# Résolu - Thunderbolt 1 compatible Thunderbolt 2 ? Oui !!



## nifex (25 Avril 2014)

Bonjour à tous,

J'ai un problème pour brancher mon cable Thunderbolt dans l'entré thunderbolt 2 de ma carte mère Gigabyte Z87X-UD7H TH.

*Savez-vous si l'entrée thunderbolt 1 et exactement la même que l'entré thunderbolt 2 ?*

J'ai testé avec le cable de l'écran Apple Thunderbolt et avec un cable thunderbolt 1 Lacie pour connecter un DD externe, mais les 2 cable ne rentre pas, ils sont trop gros du coté du bas (pas le coté ou il y a l'angle de chaque coté, mais de l'autre coté). Alors j'ignore si je dois continuer a forcer, si la carte mère a un défaut ou si c'est le thunderbolt 2 qui n'est pas compatible avec la première version.

J'ai cherché sur internet mais je n'ai rien trouvé qui indique que ce soit incompatible, au contraire les cable ont l'air d'être exactement les même comme il n'est jamais indiqué si c'est la première ou 2ème version...

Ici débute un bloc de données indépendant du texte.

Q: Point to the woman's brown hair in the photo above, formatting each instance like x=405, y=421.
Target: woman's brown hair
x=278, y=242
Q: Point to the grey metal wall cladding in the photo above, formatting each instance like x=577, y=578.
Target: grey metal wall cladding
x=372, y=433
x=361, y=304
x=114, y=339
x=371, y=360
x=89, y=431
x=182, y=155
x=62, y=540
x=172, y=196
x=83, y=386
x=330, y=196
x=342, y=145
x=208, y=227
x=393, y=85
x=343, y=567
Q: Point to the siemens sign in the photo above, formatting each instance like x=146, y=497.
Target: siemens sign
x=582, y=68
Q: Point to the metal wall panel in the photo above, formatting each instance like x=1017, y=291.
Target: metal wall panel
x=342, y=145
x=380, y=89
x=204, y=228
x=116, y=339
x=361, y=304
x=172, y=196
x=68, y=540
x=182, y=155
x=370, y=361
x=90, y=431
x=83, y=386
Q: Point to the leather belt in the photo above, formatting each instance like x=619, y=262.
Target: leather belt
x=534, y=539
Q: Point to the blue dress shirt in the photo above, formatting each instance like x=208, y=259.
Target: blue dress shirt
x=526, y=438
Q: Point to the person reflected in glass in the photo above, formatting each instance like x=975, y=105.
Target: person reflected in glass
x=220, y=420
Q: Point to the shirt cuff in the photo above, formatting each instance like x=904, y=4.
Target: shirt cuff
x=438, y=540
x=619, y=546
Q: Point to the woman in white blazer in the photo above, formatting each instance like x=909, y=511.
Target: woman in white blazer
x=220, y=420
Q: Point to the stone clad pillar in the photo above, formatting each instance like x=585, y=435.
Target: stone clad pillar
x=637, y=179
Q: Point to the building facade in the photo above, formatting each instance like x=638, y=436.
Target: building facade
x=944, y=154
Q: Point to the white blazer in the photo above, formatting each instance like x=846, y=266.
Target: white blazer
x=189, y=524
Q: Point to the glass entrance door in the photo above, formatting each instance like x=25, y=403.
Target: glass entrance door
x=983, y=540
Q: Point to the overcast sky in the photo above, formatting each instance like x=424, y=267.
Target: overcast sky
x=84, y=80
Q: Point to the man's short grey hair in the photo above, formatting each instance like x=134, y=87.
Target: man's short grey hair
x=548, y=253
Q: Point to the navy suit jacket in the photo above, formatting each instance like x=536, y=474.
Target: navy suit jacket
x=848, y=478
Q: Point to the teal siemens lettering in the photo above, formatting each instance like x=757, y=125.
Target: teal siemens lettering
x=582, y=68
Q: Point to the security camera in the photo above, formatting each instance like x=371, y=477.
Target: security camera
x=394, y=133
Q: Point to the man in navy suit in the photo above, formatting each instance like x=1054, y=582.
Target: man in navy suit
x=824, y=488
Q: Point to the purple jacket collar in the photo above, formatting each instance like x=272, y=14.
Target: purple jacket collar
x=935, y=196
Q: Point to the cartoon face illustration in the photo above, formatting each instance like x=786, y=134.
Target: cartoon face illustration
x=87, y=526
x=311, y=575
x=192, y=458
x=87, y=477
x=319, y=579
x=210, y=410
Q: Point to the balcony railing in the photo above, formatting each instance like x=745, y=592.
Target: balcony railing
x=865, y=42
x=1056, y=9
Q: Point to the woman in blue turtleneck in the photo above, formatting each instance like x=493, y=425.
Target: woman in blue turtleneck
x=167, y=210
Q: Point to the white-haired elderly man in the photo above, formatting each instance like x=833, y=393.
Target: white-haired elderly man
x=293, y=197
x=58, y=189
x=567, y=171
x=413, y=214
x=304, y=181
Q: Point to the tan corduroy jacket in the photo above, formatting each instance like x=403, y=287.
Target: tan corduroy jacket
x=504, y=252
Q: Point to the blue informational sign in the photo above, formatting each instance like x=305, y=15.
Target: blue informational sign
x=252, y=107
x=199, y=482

Merci d'avance pour votre aide ! 

---------- Nouveau message ajouté à 12h45 ---------- Le message précédent a été envoyé à 12h39 ----------

EDIT : Finalement j'ai choisi de défoncer le morceau de métal qui m'empêchait de connecter mon cable et en arrachant tout j'ai enfin entièrement accès au connecteur thunderbolt et j'ai bien pu le brancher


----------